Zudem müssen künftig, wie der STANDARD berichtete, sowohl für jeden Mast, der im Herbst aufgebaut wird, drei Helikopterflüge stattfinden wie für den Abbau jedes Mastes im Frühjahr.

Bemerkenswert ist, dass die Bauarbeiten ohne die obligatorischen Genehmigungen begonnen wurden. Die Betreiber nahmen mehrere Anzeigen in Kauf, die bei der BH Bludenz anhängig sind.
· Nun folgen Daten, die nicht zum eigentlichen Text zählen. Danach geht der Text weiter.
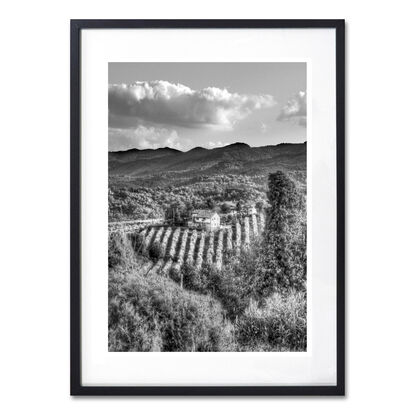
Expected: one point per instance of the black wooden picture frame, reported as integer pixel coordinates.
(76, 387)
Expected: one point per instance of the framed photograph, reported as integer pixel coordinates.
(207, 207)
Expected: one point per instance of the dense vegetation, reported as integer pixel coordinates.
(136, 199)
(254, 302)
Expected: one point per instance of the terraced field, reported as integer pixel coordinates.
(182, 245)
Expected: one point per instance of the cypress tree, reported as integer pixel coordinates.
(285, 259)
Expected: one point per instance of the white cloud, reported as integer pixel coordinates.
(142, 138)
(162, 102)
(295, 109)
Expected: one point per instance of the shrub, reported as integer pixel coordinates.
(155, 251)
(155, 314)
(280, 325)
(120, 251)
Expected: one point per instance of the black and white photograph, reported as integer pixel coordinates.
(207, 207)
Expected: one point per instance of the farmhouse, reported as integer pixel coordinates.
(204, 219)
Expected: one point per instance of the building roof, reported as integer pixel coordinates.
(204, 213)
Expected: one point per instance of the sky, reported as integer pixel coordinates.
(186, 105)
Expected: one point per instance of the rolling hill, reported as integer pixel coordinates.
(237, 158)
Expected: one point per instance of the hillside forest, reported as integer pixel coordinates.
(241, 287)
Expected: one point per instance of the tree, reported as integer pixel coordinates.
(285, 260)
(259, 205)
(225, 207)
(155, 251)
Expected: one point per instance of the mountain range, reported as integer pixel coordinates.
(237, 158)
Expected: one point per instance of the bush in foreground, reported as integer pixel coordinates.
(280, 325)
(155, 314)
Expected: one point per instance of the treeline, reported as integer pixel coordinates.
(140, 201)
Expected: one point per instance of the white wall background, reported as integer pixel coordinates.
(34, 208)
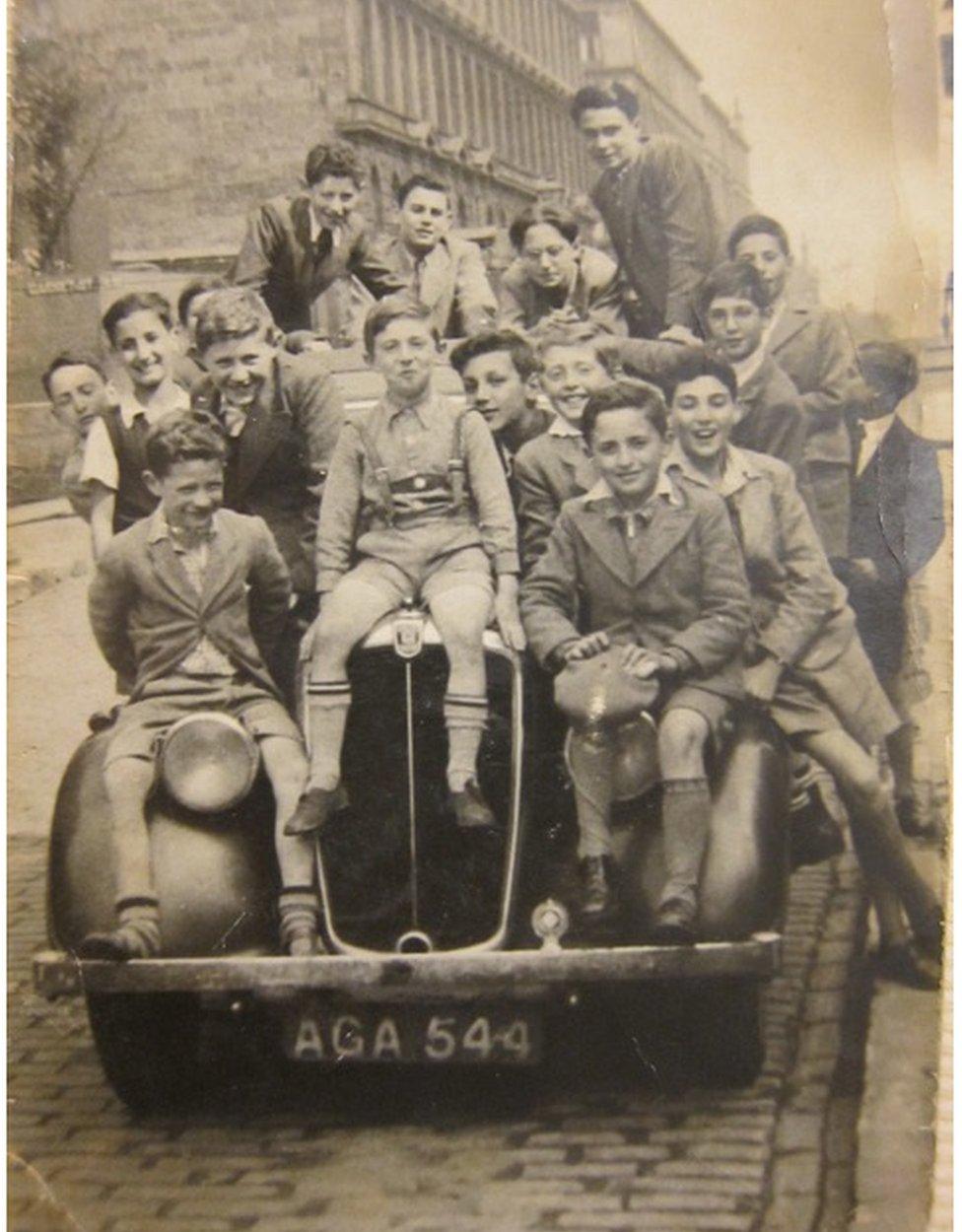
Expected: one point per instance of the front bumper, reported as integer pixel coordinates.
(505, 974)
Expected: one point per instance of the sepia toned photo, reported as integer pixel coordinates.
(479, 587)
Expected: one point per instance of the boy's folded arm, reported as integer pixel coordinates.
(548, 596)
(724, 621)
(108, 602)
(339, 509)
(270, 590)
(492, 494)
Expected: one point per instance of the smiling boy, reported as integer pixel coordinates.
(734, 315)
(558, 277)
(653, 576)
(186, 604)
(557, 464)
(297, 246)
(440, 270)
(415, 507)
(813, 348)
(656, 206)
(500, 374)
(139, 330)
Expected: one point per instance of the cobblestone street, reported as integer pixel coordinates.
(291, 1154)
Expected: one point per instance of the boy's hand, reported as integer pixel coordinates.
(643, 664)
(507, 614)
(761, 680)
(586, 647)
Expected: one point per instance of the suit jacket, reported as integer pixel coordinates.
(813, 348)
(547, 472)
(279, 463)
(898, 523)
(774, 422)
(798, 607)
(662, 226)
(595, 295)
(279, 257)
(677, 582)
(452, 282)
(147, 616)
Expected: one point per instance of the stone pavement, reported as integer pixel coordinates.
(458, 1152)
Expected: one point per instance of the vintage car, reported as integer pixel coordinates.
(447, 946)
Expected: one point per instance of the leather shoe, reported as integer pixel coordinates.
(674, 923)
(901, 965)
(313, 809)
(596, 896)
(471, 811)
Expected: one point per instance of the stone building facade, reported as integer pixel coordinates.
(221, 100)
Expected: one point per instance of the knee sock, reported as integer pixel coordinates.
(590, 762)
(138, 925)
(464, 716)
(328, 703)
(300, 911)
(685, 809)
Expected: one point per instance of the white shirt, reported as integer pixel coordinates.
(874, 433)
(100, 461)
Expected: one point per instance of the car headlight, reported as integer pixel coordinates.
(208, 762)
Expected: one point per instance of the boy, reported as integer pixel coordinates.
(185, 602)
(655, 573)
(439, 269)
(557, 277)
(139, 330)
(733, 315)
(656, 206)
(281, 413)
(79, 392)
(897, 526)
(300, 245)
(804, 658)
(813, 349)
(557, 464)
(415, 507)
(500, 375)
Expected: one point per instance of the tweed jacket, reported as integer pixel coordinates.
(451, 281)
(547, 472)
(677, 582)
(595, 295)
(774, 422)
(659, 215)
(898, 523)
(798, 607)
(280, 260)
(277, 464)
(813, 348)
(147, 616)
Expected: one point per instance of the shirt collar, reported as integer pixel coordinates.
(559, 427)
(664, 489)
(738, 469)
(158, 528)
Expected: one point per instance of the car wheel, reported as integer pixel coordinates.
(148, 1046)
(726, 1041)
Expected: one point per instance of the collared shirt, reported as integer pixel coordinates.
(873, 433)
(559, 427)
(100, 461)
(736, 469)
(205, 659)
(642, 515)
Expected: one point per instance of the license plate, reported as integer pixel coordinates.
(413, 1034)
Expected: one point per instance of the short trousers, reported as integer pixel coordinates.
(427, 577)
(142, 723)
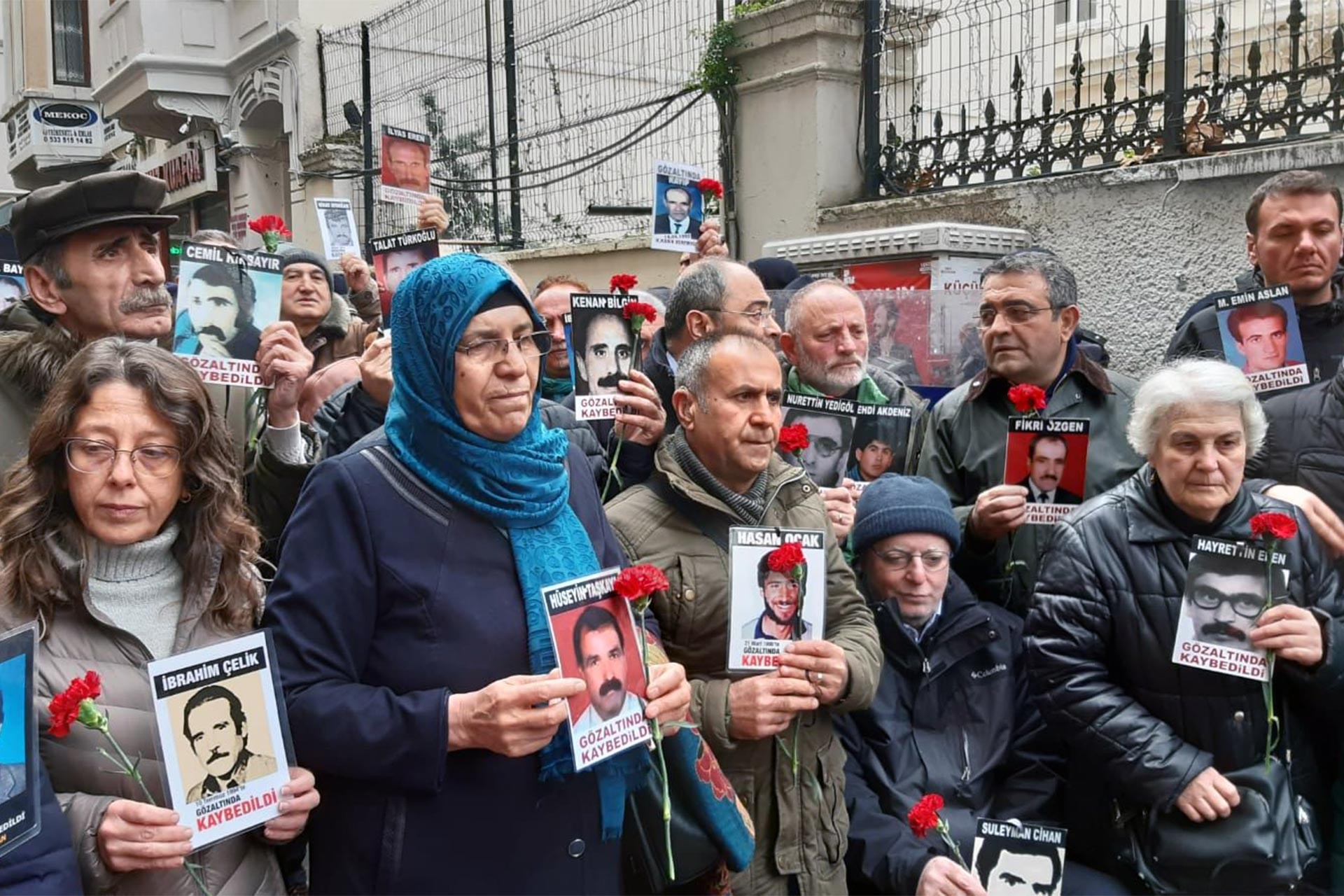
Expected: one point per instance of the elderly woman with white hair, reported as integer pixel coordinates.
(1159, 739)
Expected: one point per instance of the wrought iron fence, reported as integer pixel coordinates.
(537, 111)
(979, 90)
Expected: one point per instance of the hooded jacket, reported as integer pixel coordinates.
(1100, 640)
(965, 453)
(800, 827)
(1322, 327)
(952, 716)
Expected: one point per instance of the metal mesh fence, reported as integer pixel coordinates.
(601, 94)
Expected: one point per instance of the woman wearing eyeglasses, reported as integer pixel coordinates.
(125, 535)
(420, 676)
(1119, 583)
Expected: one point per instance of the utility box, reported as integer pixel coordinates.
(921, 285)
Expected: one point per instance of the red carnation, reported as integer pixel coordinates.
(1273, 526)
(924, 817)
(66, 706)
(638, 583)
(787, 558)
(643, 311)
(794, 438)
(1027, 398)
(710, 187)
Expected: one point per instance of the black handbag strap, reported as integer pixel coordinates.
(711, 526)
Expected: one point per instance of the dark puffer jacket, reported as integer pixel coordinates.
(1306, 441)
(1100, 638)
(952, 716)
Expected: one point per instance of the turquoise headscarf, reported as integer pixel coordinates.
(521, 485)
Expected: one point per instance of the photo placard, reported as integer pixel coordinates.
(222, 735)
(596, 640)
(226, 298)
(772, 608)
(1049, 457)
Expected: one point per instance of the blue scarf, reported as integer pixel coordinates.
(521, 485)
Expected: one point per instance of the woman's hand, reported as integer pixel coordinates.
(1209, 797)
(298, 799)
(1292, 631)
(514, 716)
(668, 692)
(141, 837)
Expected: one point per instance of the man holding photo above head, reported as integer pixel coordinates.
(600, 649)
(718, 470)
(781, 620)
(1294, 237)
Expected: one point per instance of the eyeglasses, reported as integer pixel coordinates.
(1015, 315)
(932, 561)
(496, 349)
(1243, 605)
(92, 456)
(756, 317)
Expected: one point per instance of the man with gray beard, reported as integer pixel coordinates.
(825, 342)
(90, 260)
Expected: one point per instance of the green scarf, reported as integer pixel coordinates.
(869, 391)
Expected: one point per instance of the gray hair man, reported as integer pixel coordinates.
(713, 296)
(825, 346)
(715, 472)
(1028, 321)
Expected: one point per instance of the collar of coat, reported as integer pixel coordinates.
(33, 359)
(1084, 367)
(780, 473)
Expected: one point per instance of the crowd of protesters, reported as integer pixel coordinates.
(414, 482)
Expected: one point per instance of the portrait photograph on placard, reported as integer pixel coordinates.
(1019, 859)
(596, 640)
(405, 167)
(778, 593)
(601, 352)
(398, 255)
(1262, 336)
(20, 812)
(1049, 457)
(222, 735)
(831, 425)
(1226, 587)
(225, 300)
(336, 222)
(678, 207)
(878, 447)
(13, 286)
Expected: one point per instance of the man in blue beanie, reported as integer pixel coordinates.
(952, 715)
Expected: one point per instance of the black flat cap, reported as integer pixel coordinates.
(109, 198)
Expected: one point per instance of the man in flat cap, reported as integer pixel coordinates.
(90, 260)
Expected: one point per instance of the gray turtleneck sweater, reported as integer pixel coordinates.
(139, 587)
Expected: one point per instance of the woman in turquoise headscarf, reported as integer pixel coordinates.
(409, 629)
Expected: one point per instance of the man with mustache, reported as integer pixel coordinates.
(90, 258)
(1028, 328)
(600, 649)
(216, 726)
(603, 354)
(1294, 237)
(825, 346)
(783, 597)
(1225, 599)
(1046, 460)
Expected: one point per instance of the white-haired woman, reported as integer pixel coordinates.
(1102, 626)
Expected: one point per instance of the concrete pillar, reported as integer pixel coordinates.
(796, 139)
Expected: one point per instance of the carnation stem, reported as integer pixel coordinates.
(657, 746)
(134, 773)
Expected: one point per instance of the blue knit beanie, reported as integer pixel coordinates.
(897, 504)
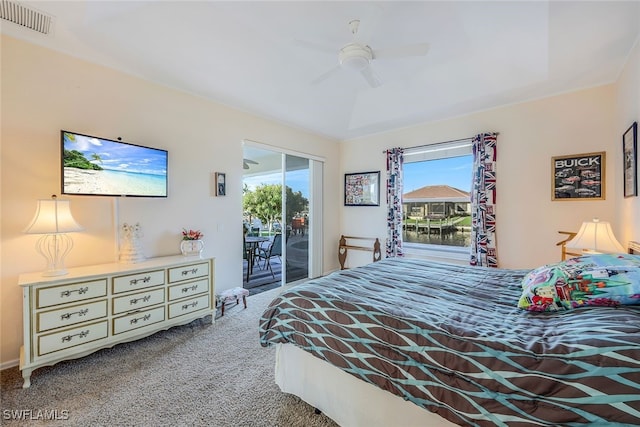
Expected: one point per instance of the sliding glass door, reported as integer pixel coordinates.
(281, 194)
(296, 208)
Sie müssen pro Verstoß mit einer Strafe von maximal 16.000 Euro rechnen, wobei diese "Höchststrafe" sehr selten verhängt wird.

Emsiger Bürgermeister

Bemerkenswert ist darüber hinaus, dass der Bürgermeister von Lech, Stefan Jochum (Liste "Unser Dorf"), in dieser Geschichte gleich drei Rollen besetzt, nämlich auch jene des Obmanns der Sektion Lech im Skiclub Arlberg und vor allem jene des Geschäftsführers der Sportstätte Lech Zürs Gmbh. (Anm.: Bürgermeister ließ am Mittwoch, 25. 11., übermitteln, dass er nicht mehr Geschäftsführer der Sportstätten Lech Zürs Gmbh ist.)

Stefan Jochum ist Bürgermeister und Multifunktionär in Lech-Zürs.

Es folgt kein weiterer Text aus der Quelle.